Quand on évoque la fin de l’artificialisation du sol, il y a de grandes inconnues sur la manière dont on déterminera quelle province a dépassé son plafond ou quel bassin de vie pourra encore urbaniser son territoire. Comment comptez-vous procéder pour dire à un bourgmestre qu’il ne pourra plus bâtir ?
Le but est de raisonner par bassin de vie. Mais vous mettez le doigt sur un réel problème. Si on décide de limiter l’artificialisation à 3, 6 ou 9 km2/an, comment décliner le plafond et l’imposer ? Et surtout, comment cela peut-il s’appliquer via les plans de secteur ? Proclamer ce type d’objectif est relativement facile. Mais si on veut lui donner une chance d’aboutir, il faut plutôt agir par méthode.
Dédommager financièrement un propriétaire qui ne pourrait plus bâtir sur son terrain en cas de modification de l’affectation du sol a souvent été évoqué par le passé. Or, tout le monde sait que cette mesure est infinançable vu l’état des finances wallonnes. Quel mécanisme d’indemnisation imaginez-vous mettre en place dans ces situations ?
Je veux avant tout agir de manière volontaire. Pas question de dire à un propriétaire qui a payé des droits d’enregistrement ou de succession que son terrain n’est plus à bâtir. Cette attitude sera destructrice pour ceux qui ont investi dans un terrain pour assurer leur avenir. L’idée est plutôt d’imaginer un levier d’action immobilier. La Région pourrait se doter d’un bras armé d’acquisition immobilière et d’échange immobilier. Tout cela de manière volontaire, j’insiste. Cela permettrait de soutenir les centralités. Je voudrais qu’il soit très actif.
Comment ce fond serait-il alimenté ?
Par la Région. Petit à petit, elle se doterait de terrains sur base volontaire. Elle pourra alors effectuer des compensations planologiques. Est-ce que ce sera simple ? Non, pas du tout. D’où l’objectif de ne pas venir avec de gros sabots et d’être très analytique.

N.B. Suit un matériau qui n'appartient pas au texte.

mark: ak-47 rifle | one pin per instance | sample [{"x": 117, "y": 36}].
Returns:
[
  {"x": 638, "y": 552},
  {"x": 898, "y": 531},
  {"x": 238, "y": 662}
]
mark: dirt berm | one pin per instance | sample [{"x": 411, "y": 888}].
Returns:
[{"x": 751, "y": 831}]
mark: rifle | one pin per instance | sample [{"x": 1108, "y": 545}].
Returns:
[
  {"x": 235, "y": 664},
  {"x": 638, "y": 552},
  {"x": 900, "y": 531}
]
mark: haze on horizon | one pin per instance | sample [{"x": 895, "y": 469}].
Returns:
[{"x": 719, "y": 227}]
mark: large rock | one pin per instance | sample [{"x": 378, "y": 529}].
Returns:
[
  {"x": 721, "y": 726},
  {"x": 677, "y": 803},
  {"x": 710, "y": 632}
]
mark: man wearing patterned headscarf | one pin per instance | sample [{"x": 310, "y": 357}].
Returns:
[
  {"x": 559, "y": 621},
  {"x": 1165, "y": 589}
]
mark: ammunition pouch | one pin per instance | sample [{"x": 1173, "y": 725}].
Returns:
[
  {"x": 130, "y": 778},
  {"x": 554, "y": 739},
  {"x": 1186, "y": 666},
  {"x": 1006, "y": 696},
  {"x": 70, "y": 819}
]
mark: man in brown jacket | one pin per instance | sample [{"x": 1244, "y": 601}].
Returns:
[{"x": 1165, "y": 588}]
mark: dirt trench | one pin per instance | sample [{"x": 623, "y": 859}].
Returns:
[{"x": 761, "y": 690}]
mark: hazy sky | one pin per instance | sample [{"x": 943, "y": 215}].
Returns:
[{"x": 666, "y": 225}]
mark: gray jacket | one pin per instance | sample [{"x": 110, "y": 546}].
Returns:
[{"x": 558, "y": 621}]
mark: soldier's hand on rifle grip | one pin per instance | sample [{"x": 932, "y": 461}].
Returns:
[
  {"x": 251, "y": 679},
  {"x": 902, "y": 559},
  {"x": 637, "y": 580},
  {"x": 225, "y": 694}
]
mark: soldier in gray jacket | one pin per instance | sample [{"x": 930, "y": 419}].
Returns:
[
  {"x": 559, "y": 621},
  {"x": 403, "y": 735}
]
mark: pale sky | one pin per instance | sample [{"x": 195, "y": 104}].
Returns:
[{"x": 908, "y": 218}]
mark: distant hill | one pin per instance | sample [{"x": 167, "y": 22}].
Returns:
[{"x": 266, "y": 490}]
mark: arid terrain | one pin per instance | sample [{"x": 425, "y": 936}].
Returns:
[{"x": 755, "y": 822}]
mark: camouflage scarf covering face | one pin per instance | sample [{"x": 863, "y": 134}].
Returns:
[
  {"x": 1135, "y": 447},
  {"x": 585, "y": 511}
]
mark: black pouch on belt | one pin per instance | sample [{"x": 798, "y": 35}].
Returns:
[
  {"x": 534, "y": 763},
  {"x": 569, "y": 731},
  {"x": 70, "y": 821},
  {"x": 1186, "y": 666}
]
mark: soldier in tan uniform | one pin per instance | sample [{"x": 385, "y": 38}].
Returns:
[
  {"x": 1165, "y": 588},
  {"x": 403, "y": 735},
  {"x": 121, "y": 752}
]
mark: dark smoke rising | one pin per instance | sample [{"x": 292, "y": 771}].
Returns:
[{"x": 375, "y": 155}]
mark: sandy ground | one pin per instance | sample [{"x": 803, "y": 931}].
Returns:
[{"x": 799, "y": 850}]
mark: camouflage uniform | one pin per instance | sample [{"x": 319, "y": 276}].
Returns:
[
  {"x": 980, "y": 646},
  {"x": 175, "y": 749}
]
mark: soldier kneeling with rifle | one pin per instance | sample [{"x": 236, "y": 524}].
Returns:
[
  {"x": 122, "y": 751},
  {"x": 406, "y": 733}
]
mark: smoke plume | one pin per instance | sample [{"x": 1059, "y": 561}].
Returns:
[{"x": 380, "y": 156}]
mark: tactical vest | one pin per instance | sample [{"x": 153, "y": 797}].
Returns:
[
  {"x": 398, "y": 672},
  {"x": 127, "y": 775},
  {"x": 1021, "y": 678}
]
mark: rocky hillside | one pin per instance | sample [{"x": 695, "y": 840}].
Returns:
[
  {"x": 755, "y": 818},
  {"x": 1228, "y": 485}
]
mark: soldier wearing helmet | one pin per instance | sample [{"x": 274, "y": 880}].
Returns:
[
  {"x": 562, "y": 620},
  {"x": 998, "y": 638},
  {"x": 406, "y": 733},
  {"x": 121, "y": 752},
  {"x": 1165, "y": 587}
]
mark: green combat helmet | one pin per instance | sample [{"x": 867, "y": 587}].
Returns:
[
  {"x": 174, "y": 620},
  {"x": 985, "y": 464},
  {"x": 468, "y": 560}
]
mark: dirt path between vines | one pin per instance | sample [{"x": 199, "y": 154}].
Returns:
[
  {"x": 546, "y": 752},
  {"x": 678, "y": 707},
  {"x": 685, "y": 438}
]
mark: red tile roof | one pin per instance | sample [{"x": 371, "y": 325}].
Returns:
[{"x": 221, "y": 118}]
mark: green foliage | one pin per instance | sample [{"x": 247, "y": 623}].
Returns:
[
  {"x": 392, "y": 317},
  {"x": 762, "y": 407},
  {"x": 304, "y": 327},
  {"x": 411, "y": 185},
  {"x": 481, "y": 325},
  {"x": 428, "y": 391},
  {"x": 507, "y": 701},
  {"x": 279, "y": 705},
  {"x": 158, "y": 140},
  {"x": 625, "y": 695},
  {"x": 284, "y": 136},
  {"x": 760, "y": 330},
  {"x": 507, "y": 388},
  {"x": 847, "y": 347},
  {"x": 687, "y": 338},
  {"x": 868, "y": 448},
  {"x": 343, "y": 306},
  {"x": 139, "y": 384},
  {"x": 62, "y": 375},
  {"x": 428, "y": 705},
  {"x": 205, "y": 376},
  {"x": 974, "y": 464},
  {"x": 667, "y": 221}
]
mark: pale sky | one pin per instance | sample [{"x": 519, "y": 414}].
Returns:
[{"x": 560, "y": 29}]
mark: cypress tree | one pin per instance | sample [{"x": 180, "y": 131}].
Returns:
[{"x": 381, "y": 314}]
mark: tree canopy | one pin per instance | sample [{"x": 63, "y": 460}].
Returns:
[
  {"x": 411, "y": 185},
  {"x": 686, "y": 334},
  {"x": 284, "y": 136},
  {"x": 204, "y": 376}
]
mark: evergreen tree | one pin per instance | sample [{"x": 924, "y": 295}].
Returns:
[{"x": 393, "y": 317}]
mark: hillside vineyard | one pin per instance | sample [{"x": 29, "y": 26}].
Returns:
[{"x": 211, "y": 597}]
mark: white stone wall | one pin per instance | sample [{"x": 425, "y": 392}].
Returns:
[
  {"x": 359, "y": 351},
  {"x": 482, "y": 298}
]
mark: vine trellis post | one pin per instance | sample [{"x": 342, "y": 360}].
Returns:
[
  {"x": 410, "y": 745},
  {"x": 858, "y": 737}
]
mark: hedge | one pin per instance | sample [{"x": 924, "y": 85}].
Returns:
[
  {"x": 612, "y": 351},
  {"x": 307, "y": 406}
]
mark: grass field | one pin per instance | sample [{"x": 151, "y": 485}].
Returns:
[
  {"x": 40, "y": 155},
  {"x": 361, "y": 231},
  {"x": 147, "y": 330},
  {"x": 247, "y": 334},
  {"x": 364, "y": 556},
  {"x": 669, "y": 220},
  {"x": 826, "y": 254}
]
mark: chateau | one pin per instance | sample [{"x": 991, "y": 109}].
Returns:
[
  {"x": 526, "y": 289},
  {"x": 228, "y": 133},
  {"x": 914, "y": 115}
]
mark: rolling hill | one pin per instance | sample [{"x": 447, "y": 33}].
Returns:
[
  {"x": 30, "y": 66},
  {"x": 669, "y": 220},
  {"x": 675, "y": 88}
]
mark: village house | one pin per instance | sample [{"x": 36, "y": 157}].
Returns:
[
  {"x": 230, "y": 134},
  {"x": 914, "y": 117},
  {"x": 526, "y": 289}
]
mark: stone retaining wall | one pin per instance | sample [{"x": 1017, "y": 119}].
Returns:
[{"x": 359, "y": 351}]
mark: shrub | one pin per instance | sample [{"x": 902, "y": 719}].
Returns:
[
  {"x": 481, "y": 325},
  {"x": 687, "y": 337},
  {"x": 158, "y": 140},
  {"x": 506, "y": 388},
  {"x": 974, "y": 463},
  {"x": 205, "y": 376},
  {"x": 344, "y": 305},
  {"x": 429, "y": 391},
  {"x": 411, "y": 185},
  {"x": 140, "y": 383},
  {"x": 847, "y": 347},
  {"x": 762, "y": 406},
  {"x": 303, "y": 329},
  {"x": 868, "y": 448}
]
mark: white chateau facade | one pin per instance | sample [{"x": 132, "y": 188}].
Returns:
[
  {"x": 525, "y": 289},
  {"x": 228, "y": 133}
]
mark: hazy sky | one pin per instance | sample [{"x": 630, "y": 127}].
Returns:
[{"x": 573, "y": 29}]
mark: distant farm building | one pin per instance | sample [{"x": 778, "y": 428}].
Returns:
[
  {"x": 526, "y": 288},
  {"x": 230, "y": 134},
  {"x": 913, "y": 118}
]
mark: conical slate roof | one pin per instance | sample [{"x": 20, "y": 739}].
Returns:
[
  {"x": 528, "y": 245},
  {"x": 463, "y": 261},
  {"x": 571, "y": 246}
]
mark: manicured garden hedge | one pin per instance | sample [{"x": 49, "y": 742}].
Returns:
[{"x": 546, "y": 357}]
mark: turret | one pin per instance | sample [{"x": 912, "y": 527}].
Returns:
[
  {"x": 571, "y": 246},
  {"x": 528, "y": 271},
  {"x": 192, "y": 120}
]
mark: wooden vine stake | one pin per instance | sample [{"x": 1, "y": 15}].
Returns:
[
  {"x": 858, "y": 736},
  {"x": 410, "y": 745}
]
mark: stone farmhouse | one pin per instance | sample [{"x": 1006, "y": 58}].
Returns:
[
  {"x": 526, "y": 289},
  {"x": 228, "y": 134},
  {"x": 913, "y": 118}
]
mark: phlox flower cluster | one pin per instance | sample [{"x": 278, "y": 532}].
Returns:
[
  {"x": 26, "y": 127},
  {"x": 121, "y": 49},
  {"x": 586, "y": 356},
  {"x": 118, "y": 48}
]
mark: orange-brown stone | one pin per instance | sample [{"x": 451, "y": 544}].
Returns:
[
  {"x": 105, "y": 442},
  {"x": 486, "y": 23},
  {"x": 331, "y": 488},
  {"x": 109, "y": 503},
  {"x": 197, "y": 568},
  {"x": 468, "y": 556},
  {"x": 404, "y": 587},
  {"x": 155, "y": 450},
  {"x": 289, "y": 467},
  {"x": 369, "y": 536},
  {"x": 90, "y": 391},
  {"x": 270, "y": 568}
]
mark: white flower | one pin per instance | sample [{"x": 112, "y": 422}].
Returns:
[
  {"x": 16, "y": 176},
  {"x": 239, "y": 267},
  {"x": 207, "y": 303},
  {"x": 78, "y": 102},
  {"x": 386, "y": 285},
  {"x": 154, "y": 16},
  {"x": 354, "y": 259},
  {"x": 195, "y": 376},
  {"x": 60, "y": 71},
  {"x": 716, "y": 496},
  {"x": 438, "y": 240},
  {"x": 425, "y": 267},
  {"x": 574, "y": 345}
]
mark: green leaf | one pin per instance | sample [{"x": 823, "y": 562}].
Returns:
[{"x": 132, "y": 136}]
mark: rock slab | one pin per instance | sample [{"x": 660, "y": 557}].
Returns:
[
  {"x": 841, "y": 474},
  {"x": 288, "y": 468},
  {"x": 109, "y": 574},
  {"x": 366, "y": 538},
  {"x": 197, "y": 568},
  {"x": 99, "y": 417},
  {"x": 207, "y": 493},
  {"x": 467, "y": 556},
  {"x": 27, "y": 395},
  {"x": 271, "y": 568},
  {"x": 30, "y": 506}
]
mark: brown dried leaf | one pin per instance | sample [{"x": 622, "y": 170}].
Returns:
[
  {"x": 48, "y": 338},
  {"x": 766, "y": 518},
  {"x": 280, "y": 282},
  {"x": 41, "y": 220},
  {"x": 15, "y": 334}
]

Vos prédécesseurs, tant Philippe Henry que Carlo Di Antonio, ont lancé de nombreux projets ou tentatives de refonte du territoire. Avec des succès divers. Que pensez-vous de l’évolution qu’a connue le territoire wallon ces dernières années ?
Je me garderai bien de juger le travail de mes prédécesseurs. L’aménagement du territoire est un grand paquebot qu’il n’est pas simple de manoeuvrer. Ce dont nous avons surtout besoin, c’est d’une vision à moyen et à long terme. Cette vision doit aussi être pérenne. Et dans le même temps, il faut agir immédiatement. Des réflexions intéressantes ont été menées par le passé, comme le Schéma de développement territorial, qui a été un gigantesque travail. Tout n’est donc pas à jeter !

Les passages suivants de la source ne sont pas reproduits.